Certainly, there are human universals that are entirely non-genetic or that have entirely trivial genetic components. They are difficult to identify because once determinism comes into play in the discussion, everything is viewed by the interlocutors as “obviously genetic” or “clearly constructed.” Not helpful.
Human universals are real and they are important. They are important because figuring out how and why they exist at all reveals how individual humans, groups, and “cultures” function. They tell us about common experiences that may not be as obvious if we don’t recognize the universals, such as how shame, jealousy, malu, honor, and so on reveal the society shaping of what is considered normal. An understanding of human universals can be an exercise in calibration. The entire anthropological experience, with its relativism and its “outside” perspective is roughly equivalent to the observation of human behavior in relation to things that are universals and things that are not.
Kissing is not a human universal yet is built from parts that are. Homicide and rape are human universals yet they happen (usually) because of highly unusual circumstances. In the former, the actual “universal(s)” are unseen to us. Something about bodily fluids, or a drive for closeness, or some feature of risk or trust come together to cause the mushing of lips to serve as a tool for bonding (of many different kinds) in many but not all culture. Who kills or rapes whom and under what circumstances tends to follow very predictable patterns across cultures and contexts (but with very different incidence) but the specific contextual variables that determine this behavior to actually happen are almost always quirky.

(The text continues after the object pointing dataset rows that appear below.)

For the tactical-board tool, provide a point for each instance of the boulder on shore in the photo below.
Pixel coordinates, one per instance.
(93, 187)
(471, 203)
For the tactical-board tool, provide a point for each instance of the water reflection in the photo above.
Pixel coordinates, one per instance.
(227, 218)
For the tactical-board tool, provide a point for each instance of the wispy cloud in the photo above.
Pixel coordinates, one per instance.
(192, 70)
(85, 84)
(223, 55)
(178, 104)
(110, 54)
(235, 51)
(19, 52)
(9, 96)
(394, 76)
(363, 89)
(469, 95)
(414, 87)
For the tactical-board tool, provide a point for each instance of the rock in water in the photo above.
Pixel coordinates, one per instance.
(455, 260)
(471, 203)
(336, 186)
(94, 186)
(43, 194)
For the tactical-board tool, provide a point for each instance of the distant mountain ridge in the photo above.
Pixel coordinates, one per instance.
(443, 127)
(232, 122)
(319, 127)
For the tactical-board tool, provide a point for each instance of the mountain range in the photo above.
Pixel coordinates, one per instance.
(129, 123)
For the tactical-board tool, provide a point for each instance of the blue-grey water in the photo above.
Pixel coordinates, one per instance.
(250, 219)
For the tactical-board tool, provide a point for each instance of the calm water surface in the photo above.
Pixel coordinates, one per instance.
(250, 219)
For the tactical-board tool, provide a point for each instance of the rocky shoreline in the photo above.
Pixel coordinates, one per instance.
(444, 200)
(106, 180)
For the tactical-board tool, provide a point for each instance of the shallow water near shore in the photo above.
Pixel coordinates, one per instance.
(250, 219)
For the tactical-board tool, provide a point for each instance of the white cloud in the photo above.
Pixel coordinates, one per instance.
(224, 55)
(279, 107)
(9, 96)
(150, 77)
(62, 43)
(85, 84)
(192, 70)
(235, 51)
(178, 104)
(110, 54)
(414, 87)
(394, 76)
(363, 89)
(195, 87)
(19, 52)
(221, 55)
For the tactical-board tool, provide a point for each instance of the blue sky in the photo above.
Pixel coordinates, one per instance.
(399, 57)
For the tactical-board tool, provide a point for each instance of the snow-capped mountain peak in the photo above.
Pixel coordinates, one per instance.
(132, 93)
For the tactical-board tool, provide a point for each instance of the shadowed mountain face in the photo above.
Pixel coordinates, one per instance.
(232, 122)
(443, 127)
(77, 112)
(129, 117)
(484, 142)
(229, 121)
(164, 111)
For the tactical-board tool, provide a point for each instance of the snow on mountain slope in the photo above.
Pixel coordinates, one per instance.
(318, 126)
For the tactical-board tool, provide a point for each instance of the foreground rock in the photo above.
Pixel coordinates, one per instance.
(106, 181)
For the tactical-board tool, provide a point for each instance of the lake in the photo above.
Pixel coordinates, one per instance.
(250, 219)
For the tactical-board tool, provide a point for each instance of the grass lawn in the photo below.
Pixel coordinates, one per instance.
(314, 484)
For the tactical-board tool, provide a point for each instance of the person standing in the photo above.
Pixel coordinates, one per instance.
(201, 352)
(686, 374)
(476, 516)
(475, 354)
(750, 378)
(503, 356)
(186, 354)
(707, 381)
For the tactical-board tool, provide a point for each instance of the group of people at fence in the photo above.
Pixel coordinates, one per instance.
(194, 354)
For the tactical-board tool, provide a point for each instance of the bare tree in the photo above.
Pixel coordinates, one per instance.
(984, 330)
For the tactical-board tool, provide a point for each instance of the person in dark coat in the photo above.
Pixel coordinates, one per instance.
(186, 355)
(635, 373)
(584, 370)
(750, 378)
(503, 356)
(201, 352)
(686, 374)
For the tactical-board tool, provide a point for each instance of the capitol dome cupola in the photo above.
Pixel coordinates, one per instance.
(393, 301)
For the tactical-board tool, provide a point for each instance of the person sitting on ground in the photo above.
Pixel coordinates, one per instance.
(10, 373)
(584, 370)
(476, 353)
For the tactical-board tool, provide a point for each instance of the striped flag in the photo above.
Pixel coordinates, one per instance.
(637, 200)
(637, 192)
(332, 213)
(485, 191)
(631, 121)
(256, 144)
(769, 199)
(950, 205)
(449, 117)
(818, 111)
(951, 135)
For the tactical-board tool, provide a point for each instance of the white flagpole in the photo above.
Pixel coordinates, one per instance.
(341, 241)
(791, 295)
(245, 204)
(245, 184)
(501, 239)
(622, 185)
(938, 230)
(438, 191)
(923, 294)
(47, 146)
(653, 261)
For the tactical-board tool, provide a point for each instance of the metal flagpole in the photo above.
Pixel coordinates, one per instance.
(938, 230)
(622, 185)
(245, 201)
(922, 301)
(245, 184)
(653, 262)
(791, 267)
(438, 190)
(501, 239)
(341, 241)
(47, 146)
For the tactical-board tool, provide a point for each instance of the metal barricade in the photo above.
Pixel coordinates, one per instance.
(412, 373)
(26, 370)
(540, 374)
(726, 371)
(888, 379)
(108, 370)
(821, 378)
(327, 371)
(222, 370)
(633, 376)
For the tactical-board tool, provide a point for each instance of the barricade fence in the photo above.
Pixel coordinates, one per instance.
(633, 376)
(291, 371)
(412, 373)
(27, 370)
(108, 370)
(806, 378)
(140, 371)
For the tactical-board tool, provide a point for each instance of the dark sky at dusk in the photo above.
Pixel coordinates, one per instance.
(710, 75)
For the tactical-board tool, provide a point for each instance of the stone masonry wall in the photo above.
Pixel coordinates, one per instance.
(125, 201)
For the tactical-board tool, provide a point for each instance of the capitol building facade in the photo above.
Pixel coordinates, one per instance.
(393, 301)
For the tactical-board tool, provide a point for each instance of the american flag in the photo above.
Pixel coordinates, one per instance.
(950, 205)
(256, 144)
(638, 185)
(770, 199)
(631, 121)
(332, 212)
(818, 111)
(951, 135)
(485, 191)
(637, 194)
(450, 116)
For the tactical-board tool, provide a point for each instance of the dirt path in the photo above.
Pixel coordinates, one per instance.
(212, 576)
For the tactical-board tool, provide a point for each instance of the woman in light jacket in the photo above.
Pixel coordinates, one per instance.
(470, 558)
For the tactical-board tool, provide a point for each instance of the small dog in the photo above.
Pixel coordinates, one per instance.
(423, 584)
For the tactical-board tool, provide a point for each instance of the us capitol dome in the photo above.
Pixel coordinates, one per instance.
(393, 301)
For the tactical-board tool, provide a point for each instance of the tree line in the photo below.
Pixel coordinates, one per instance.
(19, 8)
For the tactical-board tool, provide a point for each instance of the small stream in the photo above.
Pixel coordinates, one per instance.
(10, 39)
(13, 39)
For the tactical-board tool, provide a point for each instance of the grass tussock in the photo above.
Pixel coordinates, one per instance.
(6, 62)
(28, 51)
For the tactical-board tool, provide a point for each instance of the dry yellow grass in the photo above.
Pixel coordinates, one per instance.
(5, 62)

So, human universals are real and the concept is useful, yet they are not what many people assume they are … they are not generically determined traits. They never were thought of as either simplistic genetically determined features of human culture or utterly invalid, by any camp in anthropology. The phrase “Human Universal” is a dog whistle only in limited contexts, though it is probably seen as one more widely, which is problematic. And here, by complexifying the concept, I’m not trying to weaken it, nor am I trying to slip it past any perceived PC police. Mainly, like with most of the Falsehoods, I have tried to expose some of the interesting inner workings of the topic at hand. In this sense, the concept of “human universal” is a reasonably useful tool functioning in a way somewhere between pick=axe and well placed dynamite.